GAILLARD'S MEDICAL JOURNAL.

VOL. LXVI.

NEW YORK, JUNE, 1897.

No. 6.

ORIGINAL ARTICLES.

PATHOLOGY AND TREATMENT OF INTERNAL HAEMORRHOIDS BY LIGATURE, WITH CASE.*

By WM. H. PARKER, M.D., Richmond, Va.

Professor of Genito-Urinary and Rectal Surgery in Summer School of
Medicine, University College of Medicine, Ex-resident Surgeon
Richmond City Hospital, Etc.

The disease commonly called piles is the most common of all human ailments, except the ordinary "cold." Yet there are unfortunately few diseases in which, as in piles, the surgeon is able to assure the patient in every case that he can positively be cured. Piles have their origin in the over-distended and varicose hæmorrhoid vessels, principally the veins modified by the mechanical violence to which their position exposes them. The vessels are very liable to become varicose-first from the fact that valves are absent in the veins; second, because of the erect position; and third, because of the peculiar office of the rectum.

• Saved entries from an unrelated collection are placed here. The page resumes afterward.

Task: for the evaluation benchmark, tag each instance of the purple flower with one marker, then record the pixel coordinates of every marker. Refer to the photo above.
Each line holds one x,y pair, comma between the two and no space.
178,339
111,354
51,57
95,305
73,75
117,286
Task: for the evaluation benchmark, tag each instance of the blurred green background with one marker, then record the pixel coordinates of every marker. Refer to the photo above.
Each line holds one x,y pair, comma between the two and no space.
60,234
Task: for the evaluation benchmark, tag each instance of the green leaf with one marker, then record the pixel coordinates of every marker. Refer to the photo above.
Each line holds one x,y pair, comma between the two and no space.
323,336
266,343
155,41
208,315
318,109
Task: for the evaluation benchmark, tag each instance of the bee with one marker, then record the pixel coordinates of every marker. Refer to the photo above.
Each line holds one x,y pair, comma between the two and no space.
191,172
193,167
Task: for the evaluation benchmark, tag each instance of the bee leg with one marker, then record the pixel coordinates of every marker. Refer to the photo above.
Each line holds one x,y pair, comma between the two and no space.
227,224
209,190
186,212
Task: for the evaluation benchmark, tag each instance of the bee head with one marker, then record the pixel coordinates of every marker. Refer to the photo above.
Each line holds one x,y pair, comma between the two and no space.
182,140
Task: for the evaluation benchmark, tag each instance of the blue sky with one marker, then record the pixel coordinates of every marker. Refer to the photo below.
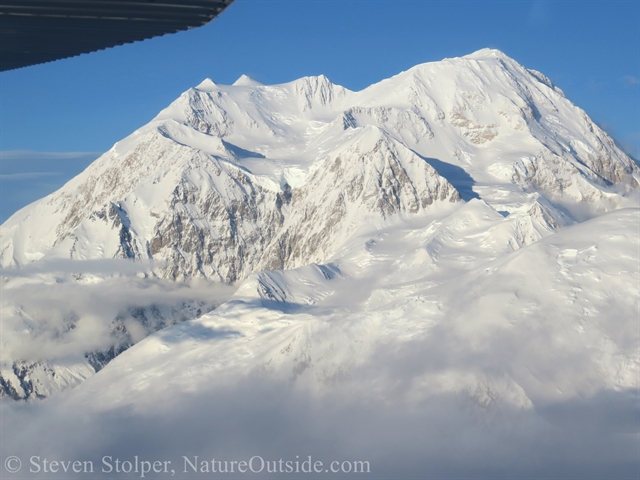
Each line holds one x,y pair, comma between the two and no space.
590,49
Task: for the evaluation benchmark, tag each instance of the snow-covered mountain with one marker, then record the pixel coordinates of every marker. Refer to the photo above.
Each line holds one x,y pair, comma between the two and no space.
391,208
230,180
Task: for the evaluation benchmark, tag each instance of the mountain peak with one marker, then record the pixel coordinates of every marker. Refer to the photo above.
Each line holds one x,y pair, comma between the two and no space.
207,84
246,81
485,53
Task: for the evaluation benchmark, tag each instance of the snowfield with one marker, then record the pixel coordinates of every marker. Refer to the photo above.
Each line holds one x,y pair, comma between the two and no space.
439,274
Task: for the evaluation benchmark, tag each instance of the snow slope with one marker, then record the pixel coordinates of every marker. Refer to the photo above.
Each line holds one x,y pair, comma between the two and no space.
439,273
222,182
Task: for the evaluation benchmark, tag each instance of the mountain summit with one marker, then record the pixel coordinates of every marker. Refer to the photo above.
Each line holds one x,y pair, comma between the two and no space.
229,180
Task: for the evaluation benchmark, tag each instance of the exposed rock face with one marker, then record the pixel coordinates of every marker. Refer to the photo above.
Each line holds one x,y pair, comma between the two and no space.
233,180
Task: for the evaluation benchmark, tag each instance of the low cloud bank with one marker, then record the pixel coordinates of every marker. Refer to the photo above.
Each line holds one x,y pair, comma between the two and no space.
58,309
444,437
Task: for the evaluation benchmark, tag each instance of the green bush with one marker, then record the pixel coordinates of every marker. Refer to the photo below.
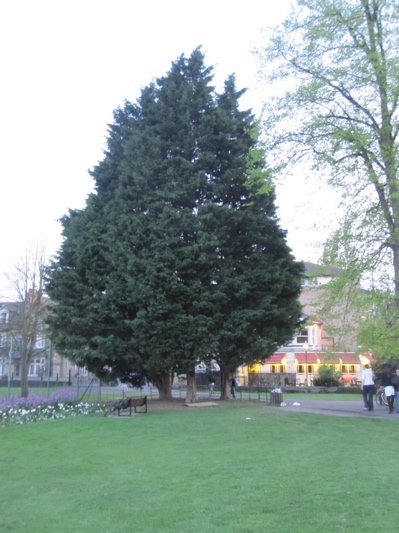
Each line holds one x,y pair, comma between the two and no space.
328,377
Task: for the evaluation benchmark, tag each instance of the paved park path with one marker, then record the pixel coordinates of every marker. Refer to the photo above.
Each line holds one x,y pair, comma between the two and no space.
337,408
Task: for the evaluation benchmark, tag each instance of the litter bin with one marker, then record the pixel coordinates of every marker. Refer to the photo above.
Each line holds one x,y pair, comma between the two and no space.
276,398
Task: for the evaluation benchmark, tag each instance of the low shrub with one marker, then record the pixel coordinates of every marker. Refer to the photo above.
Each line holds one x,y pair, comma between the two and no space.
36,408
328,377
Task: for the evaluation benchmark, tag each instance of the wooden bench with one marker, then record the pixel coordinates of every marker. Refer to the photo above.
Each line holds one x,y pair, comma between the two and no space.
134,402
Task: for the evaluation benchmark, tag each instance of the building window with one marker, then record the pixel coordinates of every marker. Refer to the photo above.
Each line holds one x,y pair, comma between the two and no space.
36,367
302,336
40,343
81,371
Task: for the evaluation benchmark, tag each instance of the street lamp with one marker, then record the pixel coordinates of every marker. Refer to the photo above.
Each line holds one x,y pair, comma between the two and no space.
306,348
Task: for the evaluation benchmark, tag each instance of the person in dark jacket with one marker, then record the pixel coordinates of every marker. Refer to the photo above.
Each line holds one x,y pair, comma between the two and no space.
386,382
395,383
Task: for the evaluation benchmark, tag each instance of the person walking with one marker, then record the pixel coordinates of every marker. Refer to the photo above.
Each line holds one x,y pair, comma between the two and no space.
395,384
233,387
211,387
368,387
386,382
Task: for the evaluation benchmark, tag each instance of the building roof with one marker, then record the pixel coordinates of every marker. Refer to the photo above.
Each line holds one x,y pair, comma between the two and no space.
276,358
313,268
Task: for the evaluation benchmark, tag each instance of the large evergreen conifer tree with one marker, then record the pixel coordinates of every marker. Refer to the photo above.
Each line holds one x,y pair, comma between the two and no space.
175,257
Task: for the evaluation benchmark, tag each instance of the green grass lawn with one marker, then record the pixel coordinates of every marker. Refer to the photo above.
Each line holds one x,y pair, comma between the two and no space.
238,467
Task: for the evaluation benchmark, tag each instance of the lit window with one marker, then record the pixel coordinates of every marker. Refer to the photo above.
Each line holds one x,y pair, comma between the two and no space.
36,367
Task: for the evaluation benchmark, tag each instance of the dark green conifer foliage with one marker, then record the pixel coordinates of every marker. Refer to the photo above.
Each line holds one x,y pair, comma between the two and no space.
175,258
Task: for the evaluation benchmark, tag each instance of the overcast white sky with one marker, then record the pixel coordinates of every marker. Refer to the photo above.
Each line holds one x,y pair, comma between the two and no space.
66,65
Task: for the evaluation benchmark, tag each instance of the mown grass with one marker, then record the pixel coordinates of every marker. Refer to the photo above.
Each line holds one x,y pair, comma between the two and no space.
238,467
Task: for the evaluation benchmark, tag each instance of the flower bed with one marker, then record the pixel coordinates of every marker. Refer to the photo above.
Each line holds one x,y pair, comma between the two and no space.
36,408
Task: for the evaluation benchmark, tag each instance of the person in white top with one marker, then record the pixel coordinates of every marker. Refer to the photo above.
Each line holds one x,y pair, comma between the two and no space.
368,387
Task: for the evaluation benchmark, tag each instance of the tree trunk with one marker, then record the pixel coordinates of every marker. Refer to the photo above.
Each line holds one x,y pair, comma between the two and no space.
191,392
225,384
24,376
163,383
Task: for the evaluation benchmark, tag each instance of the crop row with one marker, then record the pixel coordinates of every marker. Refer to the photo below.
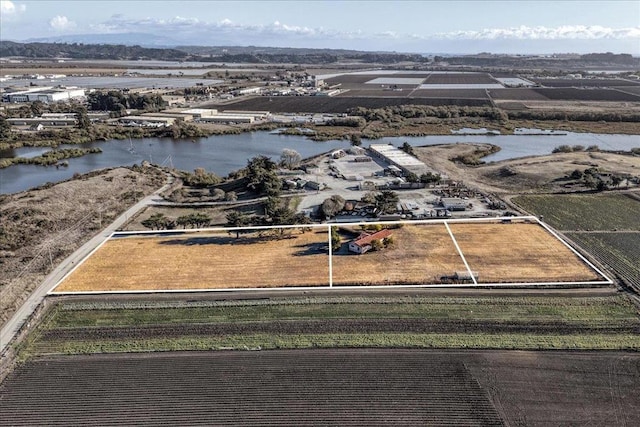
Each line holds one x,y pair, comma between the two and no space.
620,251
584,212
319,104
280,388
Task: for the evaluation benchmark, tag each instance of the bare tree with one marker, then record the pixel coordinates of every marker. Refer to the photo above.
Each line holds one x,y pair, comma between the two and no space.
290,159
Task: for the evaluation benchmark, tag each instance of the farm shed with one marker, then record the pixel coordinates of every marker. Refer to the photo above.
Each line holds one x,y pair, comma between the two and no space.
454,203
363,243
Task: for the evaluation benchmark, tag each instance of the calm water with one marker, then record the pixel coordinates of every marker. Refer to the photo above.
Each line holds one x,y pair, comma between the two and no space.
224,154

The veins immediately around the verge of the anus form a continuous network by anastomosis with the hæmorrhoidal plexus of the rectum within. These veins anastomose even in the substance of the sphincter muscle. Therefore from the character of the veins in which they take their origin, there is no distinction between internal and external piles.

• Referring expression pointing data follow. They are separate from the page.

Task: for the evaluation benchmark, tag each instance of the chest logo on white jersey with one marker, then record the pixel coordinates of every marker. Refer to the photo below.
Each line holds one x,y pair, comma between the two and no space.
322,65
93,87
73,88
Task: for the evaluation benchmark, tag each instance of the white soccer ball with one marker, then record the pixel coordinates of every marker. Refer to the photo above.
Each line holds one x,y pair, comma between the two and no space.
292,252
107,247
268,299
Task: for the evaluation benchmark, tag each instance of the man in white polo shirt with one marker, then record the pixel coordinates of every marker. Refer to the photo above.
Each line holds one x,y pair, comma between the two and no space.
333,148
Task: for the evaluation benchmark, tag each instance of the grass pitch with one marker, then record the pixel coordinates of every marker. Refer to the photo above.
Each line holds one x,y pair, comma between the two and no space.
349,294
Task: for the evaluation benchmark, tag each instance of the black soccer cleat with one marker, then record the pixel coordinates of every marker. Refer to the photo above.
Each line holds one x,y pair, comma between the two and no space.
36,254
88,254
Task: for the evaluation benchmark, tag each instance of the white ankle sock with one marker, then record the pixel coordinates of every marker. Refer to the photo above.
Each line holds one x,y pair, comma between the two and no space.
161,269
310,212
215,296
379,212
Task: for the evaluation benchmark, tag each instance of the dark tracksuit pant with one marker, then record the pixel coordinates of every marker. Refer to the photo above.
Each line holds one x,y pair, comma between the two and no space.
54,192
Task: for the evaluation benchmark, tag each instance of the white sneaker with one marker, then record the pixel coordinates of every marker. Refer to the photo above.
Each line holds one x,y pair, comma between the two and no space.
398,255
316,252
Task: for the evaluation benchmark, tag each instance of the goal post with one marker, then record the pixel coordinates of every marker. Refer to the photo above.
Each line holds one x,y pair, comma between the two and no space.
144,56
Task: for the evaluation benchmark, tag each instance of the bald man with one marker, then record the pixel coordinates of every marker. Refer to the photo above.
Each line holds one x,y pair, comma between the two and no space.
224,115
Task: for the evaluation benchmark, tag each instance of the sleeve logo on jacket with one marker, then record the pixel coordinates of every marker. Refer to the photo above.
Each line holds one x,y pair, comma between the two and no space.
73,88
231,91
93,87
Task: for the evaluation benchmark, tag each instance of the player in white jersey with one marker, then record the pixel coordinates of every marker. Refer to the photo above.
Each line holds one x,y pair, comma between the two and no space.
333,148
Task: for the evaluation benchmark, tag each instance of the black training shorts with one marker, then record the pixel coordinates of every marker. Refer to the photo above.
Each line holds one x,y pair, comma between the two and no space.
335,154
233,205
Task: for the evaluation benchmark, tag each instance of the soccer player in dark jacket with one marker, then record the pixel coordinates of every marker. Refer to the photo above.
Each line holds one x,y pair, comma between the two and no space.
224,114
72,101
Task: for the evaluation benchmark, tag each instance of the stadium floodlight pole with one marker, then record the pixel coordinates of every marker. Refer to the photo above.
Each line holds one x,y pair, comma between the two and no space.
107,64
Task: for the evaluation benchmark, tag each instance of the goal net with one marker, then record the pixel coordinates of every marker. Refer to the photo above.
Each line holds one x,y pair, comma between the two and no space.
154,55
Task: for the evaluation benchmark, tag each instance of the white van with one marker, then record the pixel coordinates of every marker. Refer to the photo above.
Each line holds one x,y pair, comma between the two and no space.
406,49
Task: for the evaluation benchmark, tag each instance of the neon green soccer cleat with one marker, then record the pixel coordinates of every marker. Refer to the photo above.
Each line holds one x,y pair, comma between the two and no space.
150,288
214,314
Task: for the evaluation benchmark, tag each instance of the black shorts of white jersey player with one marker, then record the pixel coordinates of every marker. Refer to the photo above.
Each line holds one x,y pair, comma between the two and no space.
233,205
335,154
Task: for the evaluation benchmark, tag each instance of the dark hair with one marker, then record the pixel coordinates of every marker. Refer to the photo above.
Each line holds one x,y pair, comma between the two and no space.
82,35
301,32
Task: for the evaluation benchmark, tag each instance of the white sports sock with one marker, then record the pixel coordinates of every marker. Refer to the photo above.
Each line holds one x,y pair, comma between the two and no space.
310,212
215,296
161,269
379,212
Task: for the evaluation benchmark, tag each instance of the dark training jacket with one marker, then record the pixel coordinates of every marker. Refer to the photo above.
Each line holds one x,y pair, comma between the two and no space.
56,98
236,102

Now these veins have no valves, and, consequently, whenever the portal circulation is sluggish or an abdominal tumor, ovarian, etc., or pregnancy exists, we have a stagnation of the blood and a dilated and varicose condition of the hæmorrhoidal veins-a condition similar to varicose veins of the lower extremities or a varicocele.

Owing to the constant erect position is it a matter of surprise that we should find this varicose enlargement with thickened walls and pouchlike dilatations?

*Read before the Richmond Academy of Medicine and Surgery, April 13, 1897.